Detecting and rejecting annoying documents
Invented by Deepak Jindal and Anurag Agarwal
Assigned to Google.
US Patent Application 20070133034
Published June 14, 2007
Filed December 14, 2005
A system and method for evaluating documents for approval or rejection and/or rating. The method comprises comparing the document to one or more criteria determining whether the document contains an element that is substantially identical to one or more of a visual element, an audio element or a textual element that is determined to be displeasing.
Internet advertisements could contain offensive language or annoying actions such as flashing or strobing or be of poor image quality. Manual review of an ad is one possible way to filter such ads, but reviewing ads can require a lot of time and expense.
The sheer volume of ads may make manual review practically impossible. Processing ads using a machine-implemented process and/or without human input or intervention would be an ideal approach.
The method in this patent application would go through a document processor that would look at images, sound files, and other data to identify text, images (as well as spoken words and other data), and actions in the ad. Optical character recognition (OCR) technology would be used to review text in ads, and to rate and review them.
It is possible that this system could be used to assess other pages on the Web other than just advertisements, such as web page content.
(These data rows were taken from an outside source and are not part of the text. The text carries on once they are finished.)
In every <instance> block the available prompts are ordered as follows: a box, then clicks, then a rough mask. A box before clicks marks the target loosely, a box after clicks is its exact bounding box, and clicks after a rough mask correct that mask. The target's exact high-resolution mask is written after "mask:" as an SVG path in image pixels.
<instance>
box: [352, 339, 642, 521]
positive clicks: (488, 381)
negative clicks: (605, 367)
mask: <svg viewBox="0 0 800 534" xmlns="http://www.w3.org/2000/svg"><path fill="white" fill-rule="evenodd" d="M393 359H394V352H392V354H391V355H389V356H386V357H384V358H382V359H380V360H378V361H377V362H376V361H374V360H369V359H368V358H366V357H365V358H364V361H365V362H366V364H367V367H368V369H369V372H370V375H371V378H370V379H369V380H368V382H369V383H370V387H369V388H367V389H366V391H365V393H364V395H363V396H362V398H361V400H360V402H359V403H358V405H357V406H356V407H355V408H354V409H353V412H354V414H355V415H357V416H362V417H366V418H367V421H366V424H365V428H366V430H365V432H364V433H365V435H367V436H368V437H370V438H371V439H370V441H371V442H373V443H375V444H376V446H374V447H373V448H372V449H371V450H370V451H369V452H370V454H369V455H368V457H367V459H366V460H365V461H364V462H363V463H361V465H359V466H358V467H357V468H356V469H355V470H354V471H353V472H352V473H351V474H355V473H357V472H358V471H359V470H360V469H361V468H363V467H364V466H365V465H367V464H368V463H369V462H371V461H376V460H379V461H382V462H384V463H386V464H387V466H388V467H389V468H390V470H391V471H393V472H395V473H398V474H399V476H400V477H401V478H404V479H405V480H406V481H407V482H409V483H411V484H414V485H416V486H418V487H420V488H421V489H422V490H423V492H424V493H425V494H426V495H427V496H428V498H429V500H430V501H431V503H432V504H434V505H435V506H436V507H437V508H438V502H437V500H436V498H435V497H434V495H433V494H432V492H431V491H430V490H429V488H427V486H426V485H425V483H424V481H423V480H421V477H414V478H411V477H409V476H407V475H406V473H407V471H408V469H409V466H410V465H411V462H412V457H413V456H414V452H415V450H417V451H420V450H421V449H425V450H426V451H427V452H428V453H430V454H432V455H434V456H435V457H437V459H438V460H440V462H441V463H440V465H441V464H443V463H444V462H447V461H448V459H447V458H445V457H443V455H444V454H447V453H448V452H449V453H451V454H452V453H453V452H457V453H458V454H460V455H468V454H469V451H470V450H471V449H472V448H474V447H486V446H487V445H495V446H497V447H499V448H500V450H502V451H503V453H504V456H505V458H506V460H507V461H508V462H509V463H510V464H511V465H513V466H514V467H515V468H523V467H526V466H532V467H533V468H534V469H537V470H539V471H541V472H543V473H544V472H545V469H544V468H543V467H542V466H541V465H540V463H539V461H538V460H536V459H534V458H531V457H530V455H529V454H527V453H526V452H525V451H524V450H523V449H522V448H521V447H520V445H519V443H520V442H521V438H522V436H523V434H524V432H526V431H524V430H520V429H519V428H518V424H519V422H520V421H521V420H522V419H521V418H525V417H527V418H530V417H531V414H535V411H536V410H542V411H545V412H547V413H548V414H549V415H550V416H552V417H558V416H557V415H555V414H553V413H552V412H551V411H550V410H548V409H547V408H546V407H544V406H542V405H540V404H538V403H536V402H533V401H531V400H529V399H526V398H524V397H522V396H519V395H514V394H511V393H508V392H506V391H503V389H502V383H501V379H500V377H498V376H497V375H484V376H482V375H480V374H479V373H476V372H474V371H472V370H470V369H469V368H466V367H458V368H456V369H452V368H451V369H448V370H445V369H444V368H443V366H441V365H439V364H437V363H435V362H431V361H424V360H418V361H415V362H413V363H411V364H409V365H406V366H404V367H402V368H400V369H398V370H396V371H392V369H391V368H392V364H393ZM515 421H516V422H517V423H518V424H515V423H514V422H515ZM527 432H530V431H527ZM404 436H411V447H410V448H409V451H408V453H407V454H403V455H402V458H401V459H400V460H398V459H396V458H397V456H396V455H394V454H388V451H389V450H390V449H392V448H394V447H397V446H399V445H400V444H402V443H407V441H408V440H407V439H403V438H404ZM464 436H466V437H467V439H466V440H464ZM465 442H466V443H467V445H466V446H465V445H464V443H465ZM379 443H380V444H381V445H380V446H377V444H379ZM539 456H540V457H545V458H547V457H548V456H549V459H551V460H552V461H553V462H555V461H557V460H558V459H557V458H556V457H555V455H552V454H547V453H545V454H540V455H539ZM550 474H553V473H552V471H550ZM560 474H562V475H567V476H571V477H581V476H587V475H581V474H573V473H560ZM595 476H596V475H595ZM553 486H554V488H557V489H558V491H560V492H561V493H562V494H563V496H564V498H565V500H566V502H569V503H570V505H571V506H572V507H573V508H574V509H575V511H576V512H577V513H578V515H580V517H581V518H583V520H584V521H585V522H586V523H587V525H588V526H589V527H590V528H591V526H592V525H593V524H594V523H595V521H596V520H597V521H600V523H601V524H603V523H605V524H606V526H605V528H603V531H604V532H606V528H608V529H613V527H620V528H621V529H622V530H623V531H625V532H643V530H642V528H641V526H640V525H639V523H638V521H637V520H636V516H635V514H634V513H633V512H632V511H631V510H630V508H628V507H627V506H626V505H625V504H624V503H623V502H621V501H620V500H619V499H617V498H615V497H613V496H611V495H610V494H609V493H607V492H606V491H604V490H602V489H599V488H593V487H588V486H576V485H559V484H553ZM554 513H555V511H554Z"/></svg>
The kinds of information that might be reviewed includes:
- Document information,
- Document performance information,
- Document characteristics rating information,
- Sensitivity rating information,
- Suitability standard information,
- Trust score information,
- Provider information,
- Link information, and;
- Other information.
Document information may include:
- The document itself,
- Any languages used in the document,
- Length information,
- Information regarding the types of files in the document (e.g., html, doc, zip, etc.),
- Type of document (advertisement, educational document),
- Summary information,
- Audio content (e.g., song lyrics),
- Visual content (e.g., pictures of faces),
- Pornographic content,
- Other offensiveness content (e.g., use of potentially offensive words),
- Programming code,
- Image quality,
- Actions associated with the document,
- Age-related content,
- The identity of the document owner and/or the document creator,
- Information about the document’s intended audience (such as geographic area, age range, gender, race, national origin, religion, other demographic information), and;
- Any other information related to a document or to the server, providers, or document sources.
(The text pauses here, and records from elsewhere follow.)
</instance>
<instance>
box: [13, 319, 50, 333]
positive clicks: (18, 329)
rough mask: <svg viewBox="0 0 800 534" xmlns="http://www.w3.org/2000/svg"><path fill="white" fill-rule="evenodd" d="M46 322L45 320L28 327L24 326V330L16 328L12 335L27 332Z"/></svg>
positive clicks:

A characteristics database may identify documents of a certain type, based upon certain features, such as:
- Subject matter,
- Characteristics rating,
- Aggregate characteristics rating,
- Sensitivity score,
- Characteristics type,
- Geographic origin (e.g., country or city of origin),
- Geographic area of target audience,
- Document source,
- Owner of content,
- Creator of content,
- Target demographic,
- Actions (such as image flashing),
- Image movement,
- Hardware usable by the document (such as a mouse, game controllers, camera, or microphone),
- Whether user interaction is provided by the document (which may indicate a game),
- Whether the document’s programming involves random number generation, or;
- Other criteria.
Documents may be identified according to:
- Their offensiveness/appropriateness characteristics,
- Associated keywords,
- Associated site (e.g., a site explicitly or implicitly linked from the document),
- Status of associated site (e.g., whether a link in a document is broken and/or points to an invalid URL),
- Flesh content (e.g., state of undress of human images),
- Pornographic or other prurient content,
- Adult content,
- Drug or alcohol related content,
- Children’s content.
The documents may also contain annoying actions such as:
- Repetitive movement,
- Infinitely looping animation,
- Use of streaming video and/or audio,
- Open network connections,
- Involve game playing,
- Poor image quality, or;
- Other actions which the provider may wish to use for criteria for approving or rejecting a document.
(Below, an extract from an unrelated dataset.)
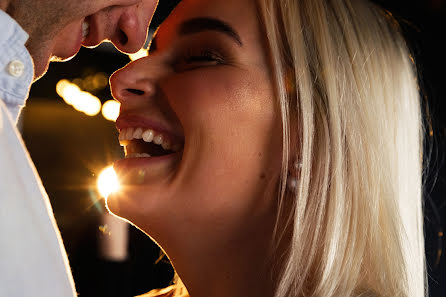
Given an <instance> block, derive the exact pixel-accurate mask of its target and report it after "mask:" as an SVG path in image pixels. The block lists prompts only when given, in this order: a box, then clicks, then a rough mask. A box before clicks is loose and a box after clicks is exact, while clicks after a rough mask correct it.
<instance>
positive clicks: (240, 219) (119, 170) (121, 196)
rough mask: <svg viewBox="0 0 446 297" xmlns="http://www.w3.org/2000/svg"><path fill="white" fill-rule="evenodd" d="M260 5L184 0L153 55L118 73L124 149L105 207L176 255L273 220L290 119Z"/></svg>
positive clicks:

The patent goes into great detail on how Flash documents might be reviewed, using text extraction, checking for disallowed actions such as streaming audio or video or opening network connections, looking for games, reviewing the use of sound and video, and policing for infinitely looping animations.
Animated GIFs would be checked for flashing, flickering and jiggling images.
Static Images may be checked for poor quality and layout problems.
Images that are intended to trick a user, by doing something like containing text boxes, drop downs, and buttons that aren’t functional, but are rather just present as images would be checked for using edge/corner detection techniques.